In this weeks blog it gives me great pleasure to talk to you about the colony of Egyptian Fruitbats (Rousettus aegyptiacus) here at the park and compare them to the ones we might find in our own back gardens. For me bats are such an underrated species but are so important to have in the world we live in today, playing a vital role in ecosystems around the world.
They are a diverse group of animals accounting for over 20% of the world’s mammals. There are more than 1,300 bat species in the world and they can be as large as a small dog or as small as a bee. The largest bats are the flying foxes with wingspans of up to 2 metres and a body weight of up to 1.5 kilograms whilst at the other end of the scale we have the bumblebee bat, weighing only 2 grams- making it the world’s smallest mammal!
Our UK residents only eat insects, but bats elsewhere will dine on frogs, fruit, other bats, nectar from flowers, blood, pollen and fish. Echolocation is used to navigate and hunt, while others may rely on smell and vision to find food.
Found almost everywhere in the world, from the far north of Scandinavia to the deserts of the south-western USA. The only places on Earth with no bats are the Arctic, Antarctic and a few isolated Oceanic islands.

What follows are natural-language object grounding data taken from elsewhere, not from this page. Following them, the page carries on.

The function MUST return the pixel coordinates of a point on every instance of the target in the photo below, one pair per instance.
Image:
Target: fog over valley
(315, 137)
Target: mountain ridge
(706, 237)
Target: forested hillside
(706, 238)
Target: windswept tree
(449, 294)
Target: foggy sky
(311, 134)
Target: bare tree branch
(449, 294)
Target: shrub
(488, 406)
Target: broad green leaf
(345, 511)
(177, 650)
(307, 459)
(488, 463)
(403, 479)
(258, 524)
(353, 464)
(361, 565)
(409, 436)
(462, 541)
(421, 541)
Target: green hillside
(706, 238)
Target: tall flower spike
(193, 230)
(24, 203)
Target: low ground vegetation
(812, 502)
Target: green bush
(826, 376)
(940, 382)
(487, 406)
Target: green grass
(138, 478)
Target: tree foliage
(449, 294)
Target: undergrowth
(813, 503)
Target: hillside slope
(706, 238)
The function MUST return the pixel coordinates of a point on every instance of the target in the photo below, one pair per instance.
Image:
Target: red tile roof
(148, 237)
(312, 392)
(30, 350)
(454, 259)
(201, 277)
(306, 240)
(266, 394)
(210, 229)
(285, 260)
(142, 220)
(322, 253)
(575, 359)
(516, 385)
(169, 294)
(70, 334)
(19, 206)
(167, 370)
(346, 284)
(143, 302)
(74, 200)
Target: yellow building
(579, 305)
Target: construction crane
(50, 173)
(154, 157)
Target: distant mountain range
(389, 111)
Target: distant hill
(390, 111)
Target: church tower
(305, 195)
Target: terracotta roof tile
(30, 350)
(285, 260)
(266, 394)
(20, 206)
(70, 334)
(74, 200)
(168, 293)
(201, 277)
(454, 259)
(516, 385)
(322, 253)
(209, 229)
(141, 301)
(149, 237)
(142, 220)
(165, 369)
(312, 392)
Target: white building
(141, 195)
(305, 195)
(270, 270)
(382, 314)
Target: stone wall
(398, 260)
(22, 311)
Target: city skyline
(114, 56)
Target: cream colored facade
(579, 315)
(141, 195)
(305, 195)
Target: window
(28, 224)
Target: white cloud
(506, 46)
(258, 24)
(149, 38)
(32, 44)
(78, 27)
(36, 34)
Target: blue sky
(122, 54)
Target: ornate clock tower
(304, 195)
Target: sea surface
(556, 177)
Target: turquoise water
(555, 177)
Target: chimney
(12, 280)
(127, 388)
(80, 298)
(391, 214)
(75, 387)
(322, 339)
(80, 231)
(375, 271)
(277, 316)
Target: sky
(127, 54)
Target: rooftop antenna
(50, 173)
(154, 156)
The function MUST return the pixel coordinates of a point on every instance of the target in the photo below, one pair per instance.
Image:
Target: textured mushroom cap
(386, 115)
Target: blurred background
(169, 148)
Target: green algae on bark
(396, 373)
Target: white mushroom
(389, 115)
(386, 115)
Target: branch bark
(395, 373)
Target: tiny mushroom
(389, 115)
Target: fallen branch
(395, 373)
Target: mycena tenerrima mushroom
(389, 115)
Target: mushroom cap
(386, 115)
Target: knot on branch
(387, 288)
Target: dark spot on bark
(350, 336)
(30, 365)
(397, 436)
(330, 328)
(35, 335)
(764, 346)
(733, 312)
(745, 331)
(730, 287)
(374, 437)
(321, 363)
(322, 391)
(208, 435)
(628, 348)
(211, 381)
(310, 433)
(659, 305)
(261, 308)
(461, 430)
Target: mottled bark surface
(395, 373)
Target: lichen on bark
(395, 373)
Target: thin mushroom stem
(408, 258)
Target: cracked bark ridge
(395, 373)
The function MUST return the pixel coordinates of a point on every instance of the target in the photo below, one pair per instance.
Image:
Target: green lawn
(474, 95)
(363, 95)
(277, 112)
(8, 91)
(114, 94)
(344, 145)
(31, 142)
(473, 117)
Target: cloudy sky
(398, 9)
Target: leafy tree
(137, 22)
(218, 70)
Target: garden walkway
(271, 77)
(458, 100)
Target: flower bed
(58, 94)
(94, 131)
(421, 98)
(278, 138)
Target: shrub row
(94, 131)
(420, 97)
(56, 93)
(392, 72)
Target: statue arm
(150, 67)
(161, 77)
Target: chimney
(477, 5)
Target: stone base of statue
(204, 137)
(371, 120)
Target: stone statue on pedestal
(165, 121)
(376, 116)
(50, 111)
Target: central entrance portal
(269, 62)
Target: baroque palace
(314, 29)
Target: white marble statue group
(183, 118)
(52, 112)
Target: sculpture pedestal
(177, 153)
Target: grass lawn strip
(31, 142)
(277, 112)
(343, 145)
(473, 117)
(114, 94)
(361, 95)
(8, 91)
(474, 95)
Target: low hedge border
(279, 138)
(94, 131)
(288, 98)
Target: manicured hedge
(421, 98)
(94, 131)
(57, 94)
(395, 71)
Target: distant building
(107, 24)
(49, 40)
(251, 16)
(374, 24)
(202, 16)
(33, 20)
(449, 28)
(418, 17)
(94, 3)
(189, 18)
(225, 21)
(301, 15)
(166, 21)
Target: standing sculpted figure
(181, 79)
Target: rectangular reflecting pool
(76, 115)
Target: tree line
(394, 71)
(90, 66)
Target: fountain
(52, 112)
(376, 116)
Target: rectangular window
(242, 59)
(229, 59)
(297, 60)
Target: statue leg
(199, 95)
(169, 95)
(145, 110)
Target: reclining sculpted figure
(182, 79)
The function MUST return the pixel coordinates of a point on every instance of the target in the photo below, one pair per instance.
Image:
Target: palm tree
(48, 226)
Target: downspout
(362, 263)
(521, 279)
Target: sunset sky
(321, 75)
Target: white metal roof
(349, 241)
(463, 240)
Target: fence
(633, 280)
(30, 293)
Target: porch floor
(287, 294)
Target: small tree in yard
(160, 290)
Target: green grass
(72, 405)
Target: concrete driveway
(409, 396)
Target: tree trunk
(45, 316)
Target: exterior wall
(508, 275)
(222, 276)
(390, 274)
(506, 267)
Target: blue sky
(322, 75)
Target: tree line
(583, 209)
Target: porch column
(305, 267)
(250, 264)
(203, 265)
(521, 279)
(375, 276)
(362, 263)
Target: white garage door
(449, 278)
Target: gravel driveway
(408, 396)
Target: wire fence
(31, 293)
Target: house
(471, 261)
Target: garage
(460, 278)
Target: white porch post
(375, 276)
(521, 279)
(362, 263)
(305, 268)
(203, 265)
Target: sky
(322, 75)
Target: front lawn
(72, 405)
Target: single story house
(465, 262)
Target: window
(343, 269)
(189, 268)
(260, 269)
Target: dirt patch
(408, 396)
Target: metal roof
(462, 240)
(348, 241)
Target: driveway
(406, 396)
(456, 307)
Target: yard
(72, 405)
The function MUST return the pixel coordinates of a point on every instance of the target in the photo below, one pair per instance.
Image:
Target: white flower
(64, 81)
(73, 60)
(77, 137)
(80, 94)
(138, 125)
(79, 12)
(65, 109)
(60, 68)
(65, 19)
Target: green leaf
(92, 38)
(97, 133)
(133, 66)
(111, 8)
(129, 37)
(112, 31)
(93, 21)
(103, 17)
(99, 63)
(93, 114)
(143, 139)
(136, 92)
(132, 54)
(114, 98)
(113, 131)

The tropics have the biggest variety of bat species; Indonesia has 175 species of bats- about ten times the number of species found in the UK while Central and South America are home to almost one third of the world’s bats species.
People have mixed emotions on bats, a bit like Marmite you could say. At the park I see this on a daily basis, some members of the public are too scared to even walk through the bats enclosure, I don’t think they realise the bats are actually behind glass. In some parts of the world bats are revered, for example in China they are considered symbols of good fortune.
Sadly in many places they are feared and misunderstood and in many countries they aren’t even protected by law despite their falling numbers. Globally, they face many pressures- even in the UK they can be affected by long bouts of cold, wet, windy weather. Such weather means there are fewer insects flying around for bats to feed on, and makes hunting more difficult. Other impacts on bat populations around the world include habitat loss, hunting, changing climate and a deadly fungus. However they do survive in some extreme environments and often have unique adaptions for hunting and roosting. We are lucky enough to have 18 species of bat in the UK, 17 of which are known to be breeding here.
Egyptian Fruit Bats
The Egyptian fruit bat is broadly distributed, inhabiting much of sub-Saharan Africa as well as northern Africa, the Middle East and Pakistan. It favours forest and grassland habitats where it can find the fruit that makes up its diet. As their name indicates they feed almost exclusively on soft fruits, such as dates, figs, apples and apricots and being a nocturnal species they fly out at night in search of this food.
The species is one of few fruit eating bats to roost in caves. In Africa colonies can include up to 9,000 bats and the Middle Eastern colonies are smaller ranging from 50-500 individuals.
At the park we have a colony of around 35 individuals, next time you’re at the park these are a definite must see as they are fascinating to watch when eating or flying. The best place to see them is when they are roosting in the top right hand side of the enclosure and if you’re lucky, hanging from one of their fruit kebabs with a mouthful of banana or, if your super lucky, watching them gracefully flying around their enclosure but blink and you’ll miss them!
Bats of Britain
Common pipistrelle (Pipistrellus pipistrellus), Soprano pipistrelle (Pipistrellus pygmaeus), Brown long eared bat (Plecotus auritus) and the Daubenton’s bat (Myotis daubentonii) are some of the common species of bats we find in Kent.
The Brown Long eared bat has huge ears which provide exceptionally sensitive hearing- they can even hear a ladybird walking on a leaf! Pipistrelles are the most common British bats, weighing around 5 grams (same as a 20p piece) and a single pipistrelle can eat 3,000 tiny insects in just one night. Known as the water bat, Daubentons fish insects from the water’s surface with their large feet or tail. All UK bats eat insects and each species has its favourite types and hunts them in its own special way. Most insects are caught and eaten in mid-air, though bats sometimes find it easier to hang up to eat larger prey. They all have very big appetites, because flying uses up lots of energy.
So why do bats matter? Like birds, some bats play a critical role in spreading the seeds of trees and other plants, they will carry seeds inside them as they digest the fruit and excrete the seeds far away from the original tree. These seeds drop to the ground in their own ready-made fertiliser, which helps them germinate and grow. Another reason is that they play an important role in many environments around the world, some plants depend partly or wholly on bats to pollinate their flowers or spread their seeds. Many people are unaware that over 500 plant species rely on bats to pollinate their flowers, including species of mango, banana, cocoa, durian, guava and agave (used to make tequila) so all you chocoholics and tequila drinkers need to be thankful for bats.
Another interesting fact for you is the process of pollination of plants by bats is called chiropterophily. In the UK, some bats are indicator species, because changes to these bat populations can indicate changes in aspects of biodiversity, they might suffer when there are problems with insect populations or when habitats are destroyed or poorly managed.